Guido van Rossum guido at python.org
Tue Aug 19 18:46:24 CEST 2014


On Tue, Aug 19, 2014 at 5:25 AM, Nick Coghlan <ncoghlan at gmail.com> wrote:

> On 18 August 2014 10:45, Guido van Rossum <guido at python.org> wrote:
> > On Sun, Aug 17, 2014 at 5:22 PM, Barry Warsaw <barry at python.org> wrote:
> >>
> >> On Aug 18, 2014, at 10:08 AM, Nick Coghlan wrote:
> >>
> >> >There's actually another aspect to your idea, independent of the
> naming:
> >> >exposing a view rather than just an iterator. I'm going to have to look
> >> > at
> >> >the implications for memoryview, but it may be a good way to go (and
> >> > would
> >> >align with the iterator -> view changes in dict).
> >>
> >> Yep!  Maybe that will inspire a better spelling. :)
> >
> >
> > +1. It's just as much about b[i] as it is about "for c in b", so a view
> > sounds right. (The view would have to be mutable for bytearrays and for
> > writable memoryviews.)
> >
> > On the rest, it's sounding more and more as if we will just need to live
> > with both bytes(1000) and bytearray(1000). A warning sounds worse than a
> > deprecation to me.
>
> I'm fine with keeping bytearray(1000), since that works the same way
> in both Python 2 & 3, and doesn't seem likely to be invoked
> inadvertently.
>
> I'd still like to deprecate "bytes(1000)", since that does different
> things in Python 2 & 3, while "b'\x00' * 1000" does the same thing in
> both.
>

I think any argument based on what "bytes" does in Python 2 is pretty weak,
since Python 2's bytes is just an alias for str, so it has tons of behavior
that differ -- why single this out?

In Python 3, I really like bytes and bytearray to be as similar as
possible, and that includes the constructor.

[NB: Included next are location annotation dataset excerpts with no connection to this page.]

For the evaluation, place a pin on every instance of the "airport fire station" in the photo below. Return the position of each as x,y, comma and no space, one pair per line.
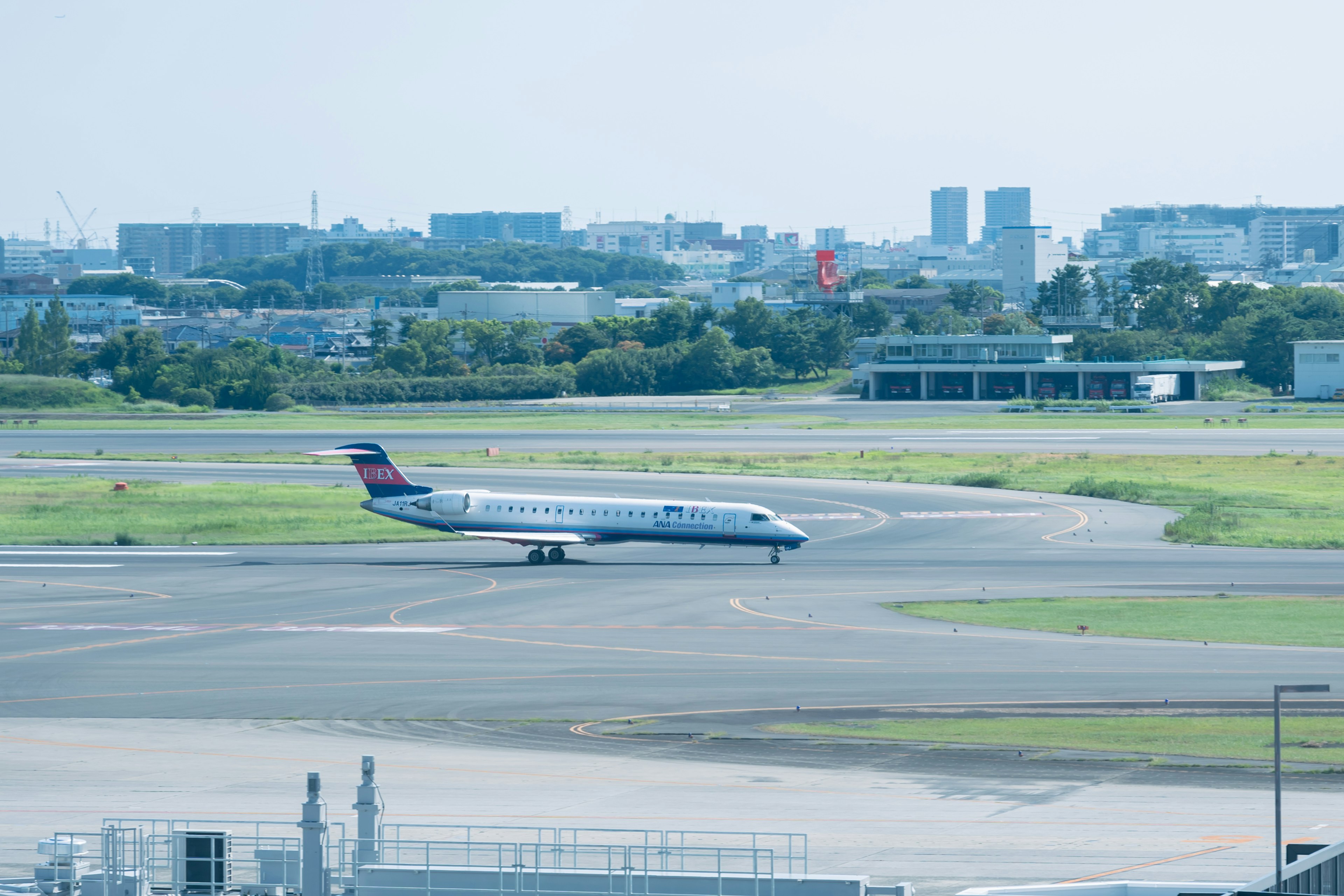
904,369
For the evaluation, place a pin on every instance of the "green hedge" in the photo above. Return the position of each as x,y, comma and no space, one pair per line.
42,393
430,389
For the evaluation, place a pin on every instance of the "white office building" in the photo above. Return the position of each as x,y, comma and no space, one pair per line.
1217,246
1030,256
709,264
1316,369
1287,238
636,237
558,309
723,295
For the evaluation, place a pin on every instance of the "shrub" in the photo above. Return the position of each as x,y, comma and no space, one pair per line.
197,397
34,393
1111,489
982,480
1206,523
279,402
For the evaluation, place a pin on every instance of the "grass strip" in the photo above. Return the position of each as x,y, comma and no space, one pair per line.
1089,421
88,511
436,421
1270,500
1221,737
1316,622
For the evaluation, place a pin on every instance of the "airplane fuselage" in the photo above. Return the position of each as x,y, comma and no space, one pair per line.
604,519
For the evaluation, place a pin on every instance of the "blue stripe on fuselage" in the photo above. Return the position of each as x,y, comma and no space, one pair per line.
605,535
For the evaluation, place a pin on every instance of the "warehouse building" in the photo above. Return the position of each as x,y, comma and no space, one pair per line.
1316,369
1004,367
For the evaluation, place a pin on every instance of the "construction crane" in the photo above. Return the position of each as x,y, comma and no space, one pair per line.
84,240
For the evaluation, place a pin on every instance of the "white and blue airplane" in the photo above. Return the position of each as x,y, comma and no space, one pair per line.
557,522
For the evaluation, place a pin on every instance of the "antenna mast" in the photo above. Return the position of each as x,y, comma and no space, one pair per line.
315,252
195,238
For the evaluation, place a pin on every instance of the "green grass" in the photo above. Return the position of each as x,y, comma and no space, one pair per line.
1222,737
54,393
1272,500
319,421
787,387
1318,622
1091,421
86,511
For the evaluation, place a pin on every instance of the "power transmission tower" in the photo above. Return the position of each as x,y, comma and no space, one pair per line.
315,253
195,238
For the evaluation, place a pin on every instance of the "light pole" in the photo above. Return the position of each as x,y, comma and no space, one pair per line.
1279,778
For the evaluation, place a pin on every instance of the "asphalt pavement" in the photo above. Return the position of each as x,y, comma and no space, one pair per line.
622,630
1216,440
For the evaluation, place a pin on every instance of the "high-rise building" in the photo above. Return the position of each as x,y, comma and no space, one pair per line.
526,226
1030,254
702,230
948,214
1006,207
171,245
830,238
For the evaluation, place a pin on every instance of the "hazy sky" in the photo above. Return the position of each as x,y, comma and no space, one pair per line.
790,115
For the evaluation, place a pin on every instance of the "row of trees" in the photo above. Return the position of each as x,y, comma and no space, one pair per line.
680,347
1182,316
492,262
43,346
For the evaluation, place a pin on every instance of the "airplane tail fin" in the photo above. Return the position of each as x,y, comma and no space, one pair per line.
377,471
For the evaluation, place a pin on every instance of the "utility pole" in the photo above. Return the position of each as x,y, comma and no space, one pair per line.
1279,778
315,253
195,238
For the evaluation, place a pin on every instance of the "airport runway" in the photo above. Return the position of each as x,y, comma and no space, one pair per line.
471,630
1217,440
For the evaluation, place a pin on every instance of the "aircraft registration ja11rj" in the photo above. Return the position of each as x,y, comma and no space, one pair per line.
550,523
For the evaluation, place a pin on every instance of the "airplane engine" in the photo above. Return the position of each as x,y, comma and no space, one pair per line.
445,503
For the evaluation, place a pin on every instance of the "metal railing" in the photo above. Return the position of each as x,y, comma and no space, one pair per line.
440,868
213,862
790,849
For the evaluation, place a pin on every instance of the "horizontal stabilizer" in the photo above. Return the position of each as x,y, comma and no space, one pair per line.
529,538
341,453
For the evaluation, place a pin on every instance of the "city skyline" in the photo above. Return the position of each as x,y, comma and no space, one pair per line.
310,105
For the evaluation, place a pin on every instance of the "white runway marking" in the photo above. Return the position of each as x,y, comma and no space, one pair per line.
960,515
124,554
64,566
416,629
115,626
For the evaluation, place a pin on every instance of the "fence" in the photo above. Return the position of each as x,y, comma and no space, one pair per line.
790,851
441,868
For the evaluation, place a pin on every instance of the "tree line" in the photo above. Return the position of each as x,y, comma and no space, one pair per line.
529,262
1178,314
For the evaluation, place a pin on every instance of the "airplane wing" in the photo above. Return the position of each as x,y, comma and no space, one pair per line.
527,538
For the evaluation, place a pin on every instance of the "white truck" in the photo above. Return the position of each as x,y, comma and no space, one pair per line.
1158,387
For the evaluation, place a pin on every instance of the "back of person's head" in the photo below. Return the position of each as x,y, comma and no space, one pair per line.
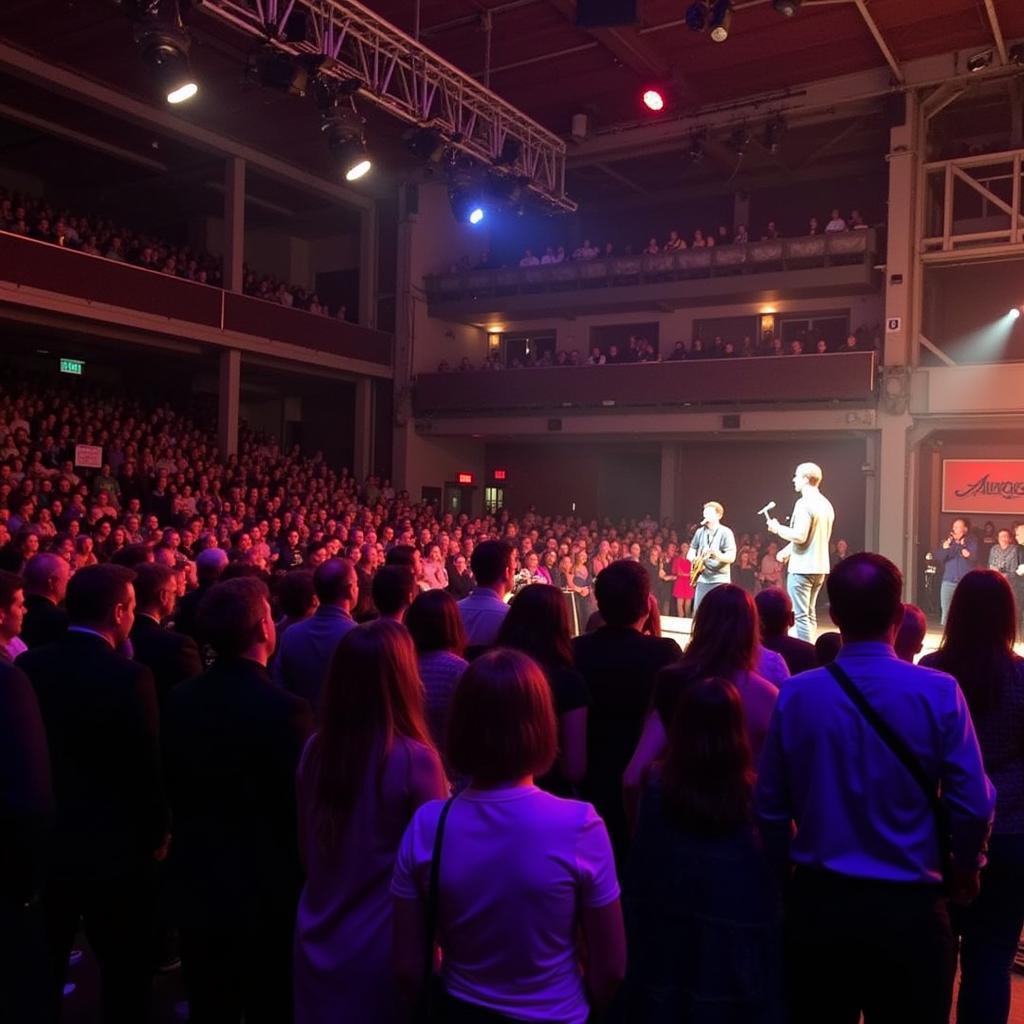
94,594
911,633
978,643
393,589
434,623
373,694
623,590
489,561
708,773
725,634
335,582
774,611
865,597
502,726
231,613
296,596
538,624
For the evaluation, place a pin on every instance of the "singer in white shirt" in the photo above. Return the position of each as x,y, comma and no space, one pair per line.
807,553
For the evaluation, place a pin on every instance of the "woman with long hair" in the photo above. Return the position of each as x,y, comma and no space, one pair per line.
978,651
725,643
525,881
538,624
360,777
702,908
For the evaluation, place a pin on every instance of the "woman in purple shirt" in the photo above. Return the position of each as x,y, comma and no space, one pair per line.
359,780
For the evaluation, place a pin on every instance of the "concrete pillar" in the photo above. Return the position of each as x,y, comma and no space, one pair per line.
363,456
235,222
228,401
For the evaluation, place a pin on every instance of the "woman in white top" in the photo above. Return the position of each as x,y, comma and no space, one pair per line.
522,873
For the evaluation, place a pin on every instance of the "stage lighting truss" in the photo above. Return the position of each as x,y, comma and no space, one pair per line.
411,82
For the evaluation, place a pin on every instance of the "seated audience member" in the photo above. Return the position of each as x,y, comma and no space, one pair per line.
619,664
538,624
99,710
46,579
434,622
776,617
231,745
978,651
494,564
360,779
305,653
497,961
171,656
697,879
866,918
910,635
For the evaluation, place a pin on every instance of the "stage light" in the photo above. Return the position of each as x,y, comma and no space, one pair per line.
720,20
653,99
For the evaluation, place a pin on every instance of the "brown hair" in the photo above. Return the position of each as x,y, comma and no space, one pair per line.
708,774
502,725
373,693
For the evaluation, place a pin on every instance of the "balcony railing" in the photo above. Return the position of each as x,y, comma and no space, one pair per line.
830,249
791,380
29,263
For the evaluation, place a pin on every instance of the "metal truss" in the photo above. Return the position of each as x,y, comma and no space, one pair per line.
411,82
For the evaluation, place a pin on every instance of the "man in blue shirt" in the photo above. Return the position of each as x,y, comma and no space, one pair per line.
956,555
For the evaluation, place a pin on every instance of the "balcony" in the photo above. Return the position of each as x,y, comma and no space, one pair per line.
30,268
821,264
791,380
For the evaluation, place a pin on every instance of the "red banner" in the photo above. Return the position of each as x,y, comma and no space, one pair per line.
983,486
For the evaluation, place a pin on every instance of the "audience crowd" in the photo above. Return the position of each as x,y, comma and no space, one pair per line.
37,218
351,757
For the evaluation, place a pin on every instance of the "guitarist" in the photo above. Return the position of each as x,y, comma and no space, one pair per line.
713,550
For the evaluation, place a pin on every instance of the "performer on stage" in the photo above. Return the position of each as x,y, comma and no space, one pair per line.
807,553
713,550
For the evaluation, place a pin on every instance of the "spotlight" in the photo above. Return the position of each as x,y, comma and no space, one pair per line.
720,20
653,99
980,60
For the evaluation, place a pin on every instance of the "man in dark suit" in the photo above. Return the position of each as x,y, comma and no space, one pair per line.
171,656
775,613
231,744
99,710
620,664
46,579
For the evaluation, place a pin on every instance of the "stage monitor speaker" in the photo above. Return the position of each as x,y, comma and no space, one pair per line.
605,13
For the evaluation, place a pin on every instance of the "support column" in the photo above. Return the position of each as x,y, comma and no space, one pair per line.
228,401
363,445
235,222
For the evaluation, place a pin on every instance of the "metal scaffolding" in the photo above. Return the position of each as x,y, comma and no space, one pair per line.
408,80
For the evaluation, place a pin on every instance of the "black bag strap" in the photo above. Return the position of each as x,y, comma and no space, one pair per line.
903,754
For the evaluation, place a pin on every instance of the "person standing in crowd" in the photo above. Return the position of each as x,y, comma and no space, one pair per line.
507,846
231,745
494,564
538,624
171,656
361,777
99,710
714,546
978,651
956,555
619,664
807,553
702,906
46,579
305,653
867,923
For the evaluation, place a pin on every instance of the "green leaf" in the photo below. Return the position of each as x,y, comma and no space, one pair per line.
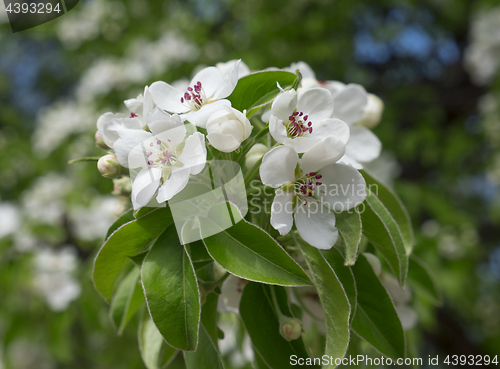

> $ python -c 'print("{!r}\n{!r}".format(bytes(10), b"\x00" * 10))'
> '10'
> '\x00\x00\x00\x00\x00\x00\x00\x00\x00\x00'
> $ python3 -c 'print("{!r}\n{!r}".format(bytes(10), b"\x00" * 10))'
> b'\x00\x00\x00\x00\x00\x00\x00\x00\x00\x00'
> b'\x00\x00\x00\x00\x00\x00\x00\x00\x00\x00'
>
> Hitting the deprecation warning in single-source code would seem to be
> a strong hint that you have a bug in one version or the other rather
> than being intended behaviour.
>
> > bytes.zeros(n) sounds fine to me; I value similar interfaces for bytes
> and
> > bytearray pretty highly.
>
> With "bytearray(1000)" sticking around indefinitely, I'm less
> concerned about adding a "zeros" constructor.
>

That's fine.


>  > I'm lukewarm on bytes.byte(c); but bytes([c]) does bother me because a
> size
> > one list is (or at least feels) more expensive to allocate than a size
> one
> > bytes object. So, okay.
>
> So, here's an interesting thing I hadn't previously registered: we
> actually already have a fairly capable "bytesview" option, and have
> done since Stefan implemented "memoryview.cast" in 3.3. The trick lies
> in the 'c' format character for the struct module, which is parsed as
> a length 1 bytes object rather than as an integer:
>
> >>> data = bytearray(b"Hello world")
> >>> bytesview = memoryview(data).cast('c')
> >>> list(bytesview)
> [b'H', b'e', b'l', b'l', b'o', b' ', b'w', b'o', b'r', b'l', b'd']
> >>> b''.join(bytesview)
> b'Hello world'
> >>> bytesview[0:5] = memoryview(b"olleH").cast('c')
> >>> list(bytesview)
> [b'o', b'l', b'l', b'e', b'H', b' ', b'w', b'o', b'r', b'l', b'd']
> >>> b''.join(bytesview)
> b'olleH world'
>
> For the read-only case, it covers everything (iteration, indexing,
> slicing), for the writable view case, it doesn't cover changing the
> shape of the target array, and it doesn't cover assigning arbitrary
> buffer objects (you need to wrap them in a similar cast for memoryview
> to allow the assignment).
>
> It's hardly the most *intuitive* spelling though - I was one of the
> reviewers for Stefan's memoryview rewrite back in 3.3, and I only made
> the connection today when looking to see how a view object like the
> one we were discussing elsewhere in the thread might be implemented as
> a facade over arbitrary memory buffers, rather than being specific to
> bytes and bytearray.
>

Maybe the 'future' package can offer an iterbytes or bytesview implemented
this way?


> If we went down the "bytesview" path, then a single new facade would
> cover not only the 3 builtins (bytes, bytearray, memoryview) but also
> any *other* buffer exporting type. If we so chose (at some point in
> the future, not as part of this PEP), such a type could allow
> additional bytes operations (like "count", "startswith" or "index") to
> be applied to arbitrary regions of memory without making a copy.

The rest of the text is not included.